Add a peak detection to your application. For the time being it is not important for the user to control the configuration, we can just use the default configuration parameters. (Note: At the time of this writing the PeakDetect algorithm needs the input spectrum to be in dBs, you will have to first convert it to dB and back to Linear after the algorithm is applied).

Next we will add a Processing to perform sinusoidal peak continuation (SinTracking). Look at the method bool SinTracking::Do(const SpectralPeakArray& iPeakArray, SpectralPeakArray& oPeakArray). This is the overload we call if we are doing an inharmonic analysis and we don't have a valid fundamental frequency in a given frame. It is based on the classic McAulay&Quatieri algorithm.

Add a SinTracking object to your application, using always the inharmonic version of the algorithm.

We can now understand much better what is the use of the xml configuration file in the SMS Example. We keep on adding more and more configuration parameters and we would like them to be available to the user. But it is very difficult to manage this from a user menu. It would be much better to have an xml configuration file that could hold the different parameters that are to be used in the analysis/synthesis.

Add this functionality to your application. The new user menu only needs the following options: Load Configuration File, Display Input Audio, Play Input Audio, Analyze, Synthesize, Display Output Audio, Play Output Audio (these latter three are still useless but we can already add them so they are available for next developments.

  1. Comment the most important steps you have had to take up until now.

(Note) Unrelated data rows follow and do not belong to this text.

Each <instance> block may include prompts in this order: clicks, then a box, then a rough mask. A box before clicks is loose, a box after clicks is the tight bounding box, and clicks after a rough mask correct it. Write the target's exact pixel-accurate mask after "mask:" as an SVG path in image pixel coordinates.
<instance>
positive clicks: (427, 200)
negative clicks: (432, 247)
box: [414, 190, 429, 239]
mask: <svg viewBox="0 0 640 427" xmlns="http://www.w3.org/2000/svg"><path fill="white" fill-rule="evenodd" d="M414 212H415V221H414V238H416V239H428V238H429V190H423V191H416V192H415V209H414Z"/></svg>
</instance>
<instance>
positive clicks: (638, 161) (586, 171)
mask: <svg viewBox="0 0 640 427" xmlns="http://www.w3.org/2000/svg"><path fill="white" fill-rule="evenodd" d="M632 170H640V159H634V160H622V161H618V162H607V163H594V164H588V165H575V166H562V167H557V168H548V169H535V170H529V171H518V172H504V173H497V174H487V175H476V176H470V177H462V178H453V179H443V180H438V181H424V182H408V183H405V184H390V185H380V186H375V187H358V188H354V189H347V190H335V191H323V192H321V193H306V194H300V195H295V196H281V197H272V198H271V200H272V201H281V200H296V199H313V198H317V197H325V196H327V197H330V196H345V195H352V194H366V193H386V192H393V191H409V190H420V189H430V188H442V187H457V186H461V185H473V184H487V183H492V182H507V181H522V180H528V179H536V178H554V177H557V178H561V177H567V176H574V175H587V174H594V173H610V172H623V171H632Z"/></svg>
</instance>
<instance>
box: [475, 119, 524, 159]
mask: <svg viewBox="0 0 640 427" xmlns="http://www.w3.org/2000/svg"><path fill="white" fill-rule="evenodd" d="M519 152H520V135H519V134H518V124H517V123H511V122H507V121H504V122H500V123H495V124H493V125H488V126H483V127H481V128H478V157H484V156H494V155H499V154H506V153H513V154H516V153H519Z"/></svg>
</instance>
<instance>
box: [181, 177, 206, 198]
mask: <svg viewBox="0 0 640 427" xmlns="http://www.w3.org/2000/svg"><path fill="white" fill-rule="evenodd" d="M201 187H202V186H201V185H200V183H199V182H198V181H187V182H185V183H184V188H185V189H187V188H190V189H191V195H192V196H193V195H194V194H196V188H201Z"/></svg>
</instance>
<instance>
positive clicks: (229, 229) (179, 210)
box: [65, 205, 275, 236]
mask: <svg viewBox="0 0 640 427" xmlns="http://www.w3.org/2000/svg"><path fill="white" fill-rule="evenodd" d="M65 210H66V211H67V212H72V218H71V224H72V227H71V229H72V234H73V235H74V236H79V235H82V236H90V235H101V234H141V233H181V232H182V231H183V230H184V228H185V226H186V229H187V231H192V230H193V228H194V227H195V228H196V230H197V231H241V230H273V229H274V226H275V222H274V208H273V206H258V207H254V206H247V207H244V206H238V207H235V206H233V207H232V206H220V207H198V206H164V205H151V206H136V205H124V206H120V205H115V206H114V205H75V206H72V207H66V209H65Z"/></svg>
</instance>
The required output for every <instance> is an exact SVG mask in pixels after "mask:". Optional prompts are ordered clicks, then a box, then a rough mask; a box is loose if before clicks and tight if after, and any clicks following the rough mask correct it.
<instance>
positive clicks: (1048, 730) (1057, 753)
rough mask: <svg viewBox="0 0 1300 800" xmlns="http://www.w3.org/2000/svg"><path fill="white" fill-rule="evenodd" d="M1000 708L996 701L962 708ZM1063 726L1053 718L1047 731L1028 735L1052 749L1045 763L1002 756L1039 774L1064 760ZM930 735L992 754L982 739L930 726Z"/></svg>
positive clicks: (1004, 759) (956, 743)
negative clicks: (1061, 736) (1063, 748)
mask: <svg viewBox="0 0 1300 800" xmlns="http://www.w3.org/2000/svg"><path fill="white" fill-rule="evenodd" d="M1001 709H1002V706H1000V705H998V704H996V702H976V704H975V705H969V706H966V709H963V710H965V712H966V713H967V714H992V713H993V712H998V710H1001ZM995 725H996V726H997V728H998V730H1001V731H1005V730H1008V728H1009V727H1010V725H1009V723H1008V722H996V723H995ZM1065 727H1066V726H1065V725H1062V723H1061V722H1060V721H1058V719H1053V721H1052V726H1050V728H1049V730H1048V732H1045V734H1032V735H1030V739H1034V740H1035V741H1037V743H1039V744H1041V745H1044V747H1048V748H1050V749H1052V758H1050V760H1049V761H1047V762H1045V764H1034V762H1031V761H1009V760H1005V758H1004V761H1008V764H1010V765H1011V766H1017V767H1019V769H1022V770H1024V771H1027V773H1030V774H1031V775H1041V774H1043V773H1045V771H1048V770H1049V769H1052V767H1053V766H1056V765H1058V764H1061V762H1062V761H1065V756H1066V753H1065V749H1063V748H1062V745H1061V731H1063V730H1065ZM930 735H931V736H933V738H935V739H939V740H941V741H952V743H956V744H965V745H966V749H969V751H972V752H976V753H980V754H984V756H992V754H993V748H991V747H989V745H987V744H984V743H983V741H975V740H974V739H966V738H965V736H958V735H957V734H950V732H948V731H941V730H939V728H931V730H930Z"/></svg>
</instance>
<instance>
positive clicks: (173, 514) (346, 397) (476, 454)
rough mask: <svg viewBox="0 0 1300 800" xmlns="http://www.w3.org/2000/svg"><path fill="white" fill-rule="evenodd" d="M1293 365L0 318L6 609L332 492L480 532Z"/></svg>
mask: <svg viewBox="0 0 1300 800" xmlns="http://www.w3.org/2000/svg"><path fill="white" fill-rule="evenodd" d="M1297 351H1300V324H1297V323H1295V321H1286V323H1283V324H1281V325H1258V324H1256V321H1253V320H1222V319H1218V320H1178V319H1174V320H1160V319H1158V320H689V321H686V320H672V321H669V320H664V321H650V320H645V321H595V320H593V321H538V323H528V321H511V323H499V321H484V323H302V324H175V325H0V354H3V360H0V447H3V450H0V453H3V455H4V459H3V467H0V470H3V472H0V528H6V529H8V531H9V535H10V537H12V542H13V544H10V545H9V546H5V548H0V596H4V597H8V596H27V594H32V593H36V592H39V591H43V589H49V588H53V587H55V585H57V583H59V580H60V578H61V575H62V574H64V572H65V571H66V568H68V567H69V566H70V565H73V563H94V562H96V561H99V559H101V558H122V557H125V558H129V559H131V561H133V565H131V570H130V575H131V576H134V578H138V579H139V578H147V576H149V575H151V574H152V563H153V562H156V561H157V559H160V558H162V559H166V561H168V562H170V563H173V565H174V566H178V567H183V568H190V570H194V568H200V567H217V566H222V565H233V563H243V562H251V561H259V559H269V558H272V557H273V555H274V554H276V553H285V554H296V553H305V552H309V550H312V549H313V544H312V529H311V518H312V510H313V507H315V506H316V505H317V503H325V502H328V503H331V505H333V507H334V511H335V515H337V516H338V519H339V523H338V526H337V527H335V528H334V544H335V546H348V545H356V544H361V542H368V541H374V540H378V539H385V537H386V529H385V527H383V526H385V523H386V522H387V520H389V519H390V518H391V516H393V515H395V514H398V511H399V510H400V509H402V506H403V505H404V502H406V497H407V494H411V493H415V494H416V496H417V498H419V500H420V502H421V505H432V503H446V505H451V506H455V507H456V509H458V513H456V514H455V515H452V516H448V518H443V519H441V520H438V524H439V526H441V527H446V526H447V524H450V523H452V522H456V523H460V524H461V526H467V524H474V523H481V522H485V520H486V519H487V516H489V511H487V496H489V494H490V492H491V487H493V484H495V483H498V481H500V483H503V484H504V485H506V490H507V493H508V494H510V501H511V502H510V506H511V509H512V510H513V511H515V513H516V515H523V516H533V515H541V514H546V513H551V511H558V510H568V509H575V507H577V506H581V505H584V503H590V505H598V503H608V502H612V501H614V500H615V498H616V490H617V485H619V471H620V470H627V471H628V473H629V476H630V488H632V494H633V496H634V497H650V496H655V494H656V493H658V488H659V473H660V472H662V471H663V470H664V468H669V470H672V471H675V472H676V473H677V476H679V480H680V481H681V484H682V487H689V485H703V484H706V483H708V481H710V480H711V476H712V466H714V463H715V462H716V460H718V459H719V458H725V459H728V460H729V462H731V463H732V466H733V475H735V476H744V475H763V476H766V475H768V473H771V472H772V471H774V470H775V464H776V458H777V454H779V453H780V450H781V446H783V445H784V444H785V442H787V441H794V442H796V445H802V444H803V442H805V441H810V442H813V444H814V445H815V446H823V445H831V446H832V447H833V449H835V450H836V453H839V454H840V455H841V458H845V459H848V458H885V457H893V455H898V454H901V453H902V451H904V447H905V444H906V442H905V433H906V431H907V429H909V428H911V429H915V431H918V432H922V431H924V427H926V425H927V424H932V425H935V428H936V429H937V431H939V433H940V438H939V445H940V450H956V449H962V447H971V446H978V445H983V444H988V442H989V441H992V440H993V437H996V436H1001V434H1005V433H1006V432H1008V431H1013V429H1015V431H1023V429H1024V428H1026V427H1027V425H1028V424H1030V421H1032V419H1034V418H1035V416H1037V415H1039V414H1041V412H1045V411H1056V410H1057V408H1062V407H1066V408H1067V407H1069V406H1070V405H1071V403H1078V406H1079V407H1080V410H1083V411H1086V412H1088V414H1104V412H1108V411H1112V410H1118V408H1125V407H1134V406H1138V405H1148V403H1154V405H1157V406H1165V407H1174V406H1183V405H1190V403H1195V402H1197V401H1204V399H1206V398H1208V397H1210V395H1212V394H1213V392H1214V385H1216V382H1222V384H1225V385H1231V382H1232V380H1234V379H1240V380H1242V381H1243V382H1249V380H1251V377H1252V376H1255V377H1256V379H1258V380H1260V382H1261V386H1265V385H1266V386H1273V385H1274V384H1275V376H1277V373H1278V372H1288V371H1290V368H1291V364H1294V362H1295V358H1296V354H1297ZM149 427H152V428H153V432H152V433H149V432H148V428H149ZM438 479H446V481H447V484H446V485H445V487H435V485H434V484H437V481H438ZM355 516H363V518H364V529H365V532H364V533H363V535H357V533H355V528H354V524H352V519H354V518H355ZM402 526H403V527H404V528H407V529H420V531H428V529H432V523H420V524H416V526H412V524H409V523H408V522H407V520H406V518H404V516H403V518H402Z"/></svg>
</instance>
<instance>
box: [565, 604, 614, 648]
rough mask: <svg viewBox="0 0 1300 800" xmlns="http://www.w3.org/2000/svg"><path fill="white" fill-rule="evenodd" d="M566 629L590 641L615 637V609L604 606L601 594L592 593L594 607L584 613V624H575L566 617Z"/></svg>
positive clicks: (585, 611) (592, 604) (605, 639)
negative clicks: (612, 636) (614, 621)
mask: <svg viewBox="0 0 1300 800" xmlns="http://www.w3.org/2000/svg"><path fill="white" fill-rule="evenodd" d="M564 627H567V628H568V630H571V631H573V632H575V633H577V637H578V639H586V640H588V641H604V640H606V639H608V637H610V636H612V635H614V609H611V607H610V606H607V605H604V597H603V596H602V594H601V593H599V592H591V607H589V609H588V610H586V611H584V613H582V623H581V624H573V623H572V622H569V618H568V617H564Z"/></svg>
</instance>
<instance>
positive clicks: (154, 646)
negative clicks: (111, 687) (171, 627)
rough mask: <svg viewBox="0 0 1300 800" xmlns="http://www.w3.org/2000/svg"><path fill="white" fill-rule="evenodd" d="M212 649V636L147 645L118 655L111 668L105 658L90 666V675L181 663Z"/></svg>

We have so far analyzed the sinusoidal component, now we have to do the same with the residual. But if we take a look again at the SMS analysis block diagram we see that in order to obtain the residual spectrum, we have to synthesize the sinusoidal component and substract it from the "original". This so called "original" spectrum does not necessarily have to be the spectrum used as input of the PeakDetection algorithm. This spectrum has to be the result of a spectral analysis that has two specific requirements: (1) the analysis window has to be a BlackmannHarris92 (as this window is used when synthesizing the spectral peaks of the sinusoidal component; see below) and (2) this spectrum must be of the same size as the spectrum we obtained by synthesizing the spectral peaks (see below).

Note that the substraction of the sinusoidal component from the "original" component can be done in the spectral (frequency) domain as well as the time domain. In this tutorial we use spectral domain substraction.

To obtain a spectrum from a peak array, we have to use the SynthSineSpectrum class. This Processing uses a quite simple algorithm: we just convolve the spectral peak array with the main lobe of the fourier transform of a Blackman-Harris 92 dB windowing function.

Add this synthesis class to your program.
  1. Does the zero-padding factor we have used in the spectral analysis of the sinusoidal component affect the spectrum synthesized from the spectral peaks in any way (eg. size of the spectrum, etc)? A!

Now we are ready to substract the synthesized spectrum from the "original". But we have a problem; if the "original" spectrum has been analyzed with a window different to the BH92, we will be substracting two very different things. That is why the SMSAnalysis class has two different SpectralAnalysis objects: one for the sinusoidal component and another one for the residual. The sinusoidal component can be analyzed using the most convinient window but the residual always has to use a BH92 because the sinusoidal spectrum was synthesized using a BH92 window (or at least, it's main lobe).

Add this functionality to your application (residual spectral analysis separated from sinusoidal).
Now you are ready to substrack the original spectrum minus the synthesized one.

And finally, we can add a couple of plots so we can see the differences betweeen the sinusoidal and residual spectrum.

  1. Add these Plots and explain what you see, using the usual examples: sine.wav, sweep.wav,noise.wav, 1.wav, 2.wav and 3.wav.